The revised proposal "seems intended to mitigate opposition and give a favorably oriented FCC political cover to grant the petition," emailed the Northwest Telecommunications Association, which primarily represents rural competitors requiring wholesale ILEC access to supplement fiber, where "there are no 'market-based' network alternatives." NTA said it's "encouraged" by USTelecom's proposed transition, but it was likely made in "reaction to the overwhelming industry, state regulatory, and consumer concerns its petition has raised."
Incompas said the proposal would "cut off the last remaining competition" to ILECs, at least from CLECs. "This would kill competitive investment in fiber networks and the use of UNEs for managed services and connections to the cloud -- all different forms of competition would be negatively impacted," said CEO Chip Pickering. He said service to government entities and small businesses would be most harmed. The deregulation would also undermine ILEC fiber incentives because they could charge "unlimited prices on existing copper networks" rather than investing in new networks, he said: "So the deployment agenda would be disrupted."
It's "very troubling" USTelecom asked the FCC "to promptly grant" the revised petition, Pickering said, suggesting ILECs "want to rush this through." He said the FCC has been adamant about being transparent and subjecting major proceedings to economic analysis, including on costs and benefits: "It would be unprecedented and conflict with Chairman [Ajit] Pai's process principles for this to be rushed through." He said the FCC should push back the deadline for deciding USTelecom's May 4 petition because of the revised proposal (it has a year, and can take another 90 days). He said Aug. 6 and Sept. 5 comment/reply deadlines should be further extended.
USTelecom doesn't believe the FCC has to restart the clock, said Diane Holland, vice president-law and policy. "We haven’t changed the basic ask. ... We came to an industry agreement that more time for this transition would be a reasonable thing to ask for. That’s not a new petition." USTelecom, which didn't oppose the previous comment extension, doesn't have a view on another extension, she said. The FCC didn't comment.
Holland said USTelecom stands by the market analysis it submitted in its petition, which cited Economics Inc. and CMA Strategy Consulting as projecting "substantial" benefits. "It would save consumers over $1 billion, and perhaps up to $5.9 billion, in reduced prices over the next decade," said the petition, which also cited expected job and economic output increases.
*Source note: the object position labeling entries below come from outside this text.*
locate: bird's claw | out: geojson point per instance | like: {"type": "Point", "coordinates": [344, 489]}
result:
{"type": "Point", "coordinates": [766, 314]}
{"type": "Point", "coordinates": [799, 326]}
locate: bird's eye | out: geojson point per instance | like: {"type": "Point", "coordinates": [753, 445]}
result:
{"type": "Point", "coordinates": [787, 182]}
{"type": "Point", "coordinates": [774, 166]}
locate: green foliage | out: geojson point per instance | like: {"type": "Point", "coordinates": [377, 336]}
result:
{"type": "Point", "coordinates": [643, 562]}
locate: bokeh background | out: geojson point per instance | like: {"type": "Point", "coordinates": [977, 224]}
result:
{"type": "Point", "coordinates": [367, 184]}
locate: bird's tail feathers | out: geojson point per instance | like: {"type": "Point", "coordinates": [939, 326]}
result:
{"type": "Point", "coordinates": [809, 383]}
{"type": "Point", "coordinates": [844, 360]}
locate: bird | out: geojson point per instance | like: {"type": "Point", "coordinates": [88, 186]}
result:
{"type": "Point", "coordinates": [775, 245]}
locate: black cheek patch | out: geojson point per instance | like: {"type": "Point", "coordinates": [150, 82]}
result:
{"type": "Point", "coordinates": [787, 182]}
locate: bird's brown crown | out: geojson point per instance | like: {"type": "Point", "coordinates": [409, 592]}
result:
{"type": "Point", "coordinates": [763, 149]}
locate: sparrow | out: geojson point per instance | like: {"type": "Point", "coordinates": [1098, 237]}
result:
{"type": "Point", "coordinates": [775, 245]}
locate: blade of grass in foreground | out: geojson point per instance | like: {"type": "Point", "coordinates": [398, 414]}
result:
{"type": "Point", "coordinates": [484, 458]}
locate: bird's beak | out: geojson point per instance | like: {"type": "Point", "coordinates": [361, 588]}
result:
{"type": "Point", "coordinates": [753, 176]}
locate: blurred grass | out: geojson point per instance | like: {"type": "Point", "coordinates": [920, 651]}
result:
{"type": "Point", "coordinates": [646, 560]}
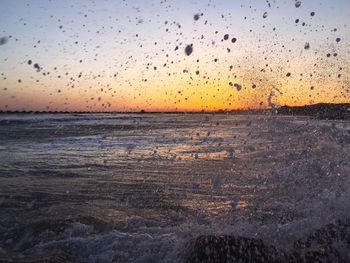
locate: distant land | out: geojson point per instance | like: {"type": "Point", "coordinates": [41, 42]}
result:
{"type": "Point", "coordinates": [320, 111]}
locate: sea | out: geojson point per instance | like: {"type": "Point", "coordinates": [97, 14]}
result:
{"type": "Point", "coordinates": [110, 187]}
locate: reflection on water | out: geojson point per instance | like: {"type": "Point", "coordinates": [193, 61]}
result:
{"type": "Point", "coordinates": [149, 173]}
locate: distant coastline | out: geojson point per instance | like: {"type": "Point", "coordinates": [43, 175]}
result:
{"type": "Point", "coordinates": [321, 111]}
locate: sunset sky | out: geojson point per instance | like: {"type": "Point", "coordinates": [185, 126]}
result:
{"type": "Point", "coordinates": [114, 55]}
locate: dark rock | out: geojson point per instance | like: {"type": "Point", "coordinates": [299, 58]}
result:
{"type": "Point", "coordinates": [231, 249]}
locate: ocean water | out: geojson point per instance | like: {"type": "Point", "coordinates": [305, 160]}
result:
{"type": "Point", "coordinates": [141, 187]}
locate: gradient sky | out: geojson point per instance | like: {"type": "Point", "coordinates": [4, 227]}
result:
{"type": "Point", "coordinates": [130, 55]}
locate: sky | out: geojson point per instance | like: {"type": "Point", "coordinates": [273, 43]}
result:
{"type": "Point", "coordinates": [130, 55]}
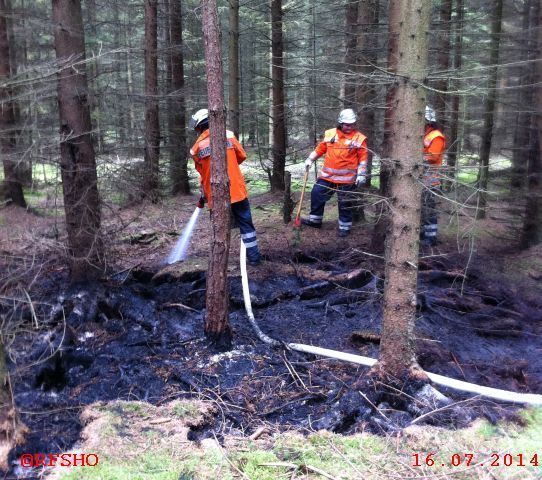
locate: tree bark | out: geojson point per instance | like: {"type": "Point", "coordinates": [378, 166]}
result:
{"type": "Point", "coordinates": [381, 227]}
{"type": "Point", "coordinates": [454, 141]}
{"type": "Point", "coordinates": [77, 162]}
{"type": "Point", "coordinates": [179, 149]}
{"type": "Point", "coordinates": [367, 48]}
{"type": "Point", "coordinates": [532, 226]}
{"type": "Point", "coordinates": [522, 134]}
{"type": "Point", "coordinates": [350, 54]}
{"type": "Point", "coordinates": [217, 327]}
{"type": "Point", "coordinates": [13, 189]}
{"type": "Point", "coordinates": [443, 62]}
{"type": "Point", "coordinates": [277, 78]}
{"type": "Point", "coordinates": [152, 123]}
{"type": "Point", "coordinates": [12, 431]}
{"type": "Point", "coordinates": [489, 109]}
{"type": "Point", "coordinates": [233, 72]}
{"type": "Point", "coordinates": [397, 354]}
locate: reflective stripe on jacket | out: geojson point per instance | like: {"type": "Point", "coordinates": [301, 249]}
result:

Louthan voiced skepticism about the CLEC market significance. "It's such a small part of the industry, it's not that relevant," he said. "The UNE model is a failed business model. The writing is on the wall. Look at the decline in the CLEC industry. It's massive. ... They're losing to the cable companies." If UNEs are scaled back, Louthan doubts ILECs would lose incentives to deploy fiber. "A second competitor is all you need to keep the incumbents honest," he said. "If they don't upgrade, the cable companies will come in and take market share."
CLECs "often offer a better product" and "get to places the cable guys don't," countered Doug Dawson, president of CCG Consulting, with CLEC and RLEC clients. He said CLECs use UNE transport connections to "tie together networks." He said some even serve residential customers by combining UNE loops with their own switches. "There have got to be hundreds of thousands of residential and small business customers at a minimum" served over UNEs, he said: The ILECs just "want to get the CLECs out of their offices."